Yim and Park: Effect of glass-infiltration treatments on the shear bond strength between zirconia and ultra low-fusing porcelain veneer

Abstract

Purpose

This study examined the effects of glass infiltration treatments on the shear bond strength (SBS) between zirconia core and ultra low-fusing porcelain veneer.

Materials and methods

The zirconia specimens were classified into 4 groups (n = 12): Untreated zirconia (group Z), zirconia coated ZirLiner (group ZL), glass-infiltrated zirconia (group ZG), glass-infiltrated and sandblasted zirconia (group ZGS). A cylinder of ultra low-fusing veneer porcelain was build up on each disk (6 mm × 3 mm). SBS was measured using a universal testing machine. Scanning electron microscope and Energy Dispersive X-ray spectroscopy were used to evaluate the surface of zirconia and failure pattern after SBS.

Results

SBS value of group ZGS was significantly lower than that of other groups (P < .05).

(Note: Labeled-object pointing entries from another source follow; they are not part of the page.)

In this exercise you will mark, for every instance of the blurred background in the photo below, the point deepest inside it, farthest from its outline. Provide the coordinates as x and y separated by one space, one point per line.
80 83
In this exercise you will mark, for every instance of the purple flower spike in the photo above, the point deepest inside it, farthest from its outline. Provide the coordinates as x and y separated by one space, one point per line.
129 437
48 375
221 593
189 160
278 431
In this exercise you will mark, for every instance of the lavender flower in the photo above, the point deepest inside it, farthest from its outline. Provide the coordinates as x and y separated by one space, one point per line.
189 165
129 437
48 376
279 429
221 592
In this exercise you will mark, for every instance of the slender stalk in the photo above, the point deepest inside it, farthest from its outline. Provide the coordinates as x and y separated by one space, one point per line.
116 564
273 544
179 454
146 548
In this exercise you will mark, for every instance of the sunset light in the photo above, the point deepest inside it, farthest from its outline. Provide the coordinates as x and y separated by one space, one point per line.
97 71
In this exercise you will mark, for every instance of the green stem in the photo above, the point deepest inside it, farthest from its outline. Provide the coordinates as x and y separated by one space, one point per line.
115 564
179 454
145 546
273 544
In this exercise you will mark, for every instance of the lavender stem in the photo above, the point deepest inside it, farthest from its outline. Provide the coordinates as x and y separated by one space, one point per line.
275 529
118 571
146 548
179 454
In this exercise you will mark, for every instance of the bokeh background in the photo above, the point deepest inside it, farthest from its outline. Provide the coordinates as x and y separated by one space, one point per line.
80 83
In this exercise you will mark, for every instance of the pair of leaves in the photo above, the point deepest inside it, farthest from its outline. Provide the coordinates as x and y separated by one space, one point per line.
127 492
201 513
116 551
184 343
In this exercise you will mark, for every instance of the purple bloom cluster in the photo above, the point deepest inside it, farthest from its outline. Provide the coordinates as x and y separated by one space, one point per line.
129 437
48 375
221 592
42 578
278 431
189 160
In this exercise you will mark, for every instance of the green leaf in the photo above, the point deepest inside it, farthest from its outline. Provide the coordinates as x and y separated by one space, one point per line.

No significant differences were detected among group ZL, group Z and group ZG.

Conclusion

Glass infiltration is not effective to the bond strength between zirconia and ultra low-fusing porcelain veneer. Sandblasting also dramatically decreased the bonding strength.

Figures and Tables

Fig. 1

Representative SEM image of different surface treatment on zirconia specimen (× 500). (A) Group Z, (B) Group ZL, (C) Group ZG, (D) Group ZGS.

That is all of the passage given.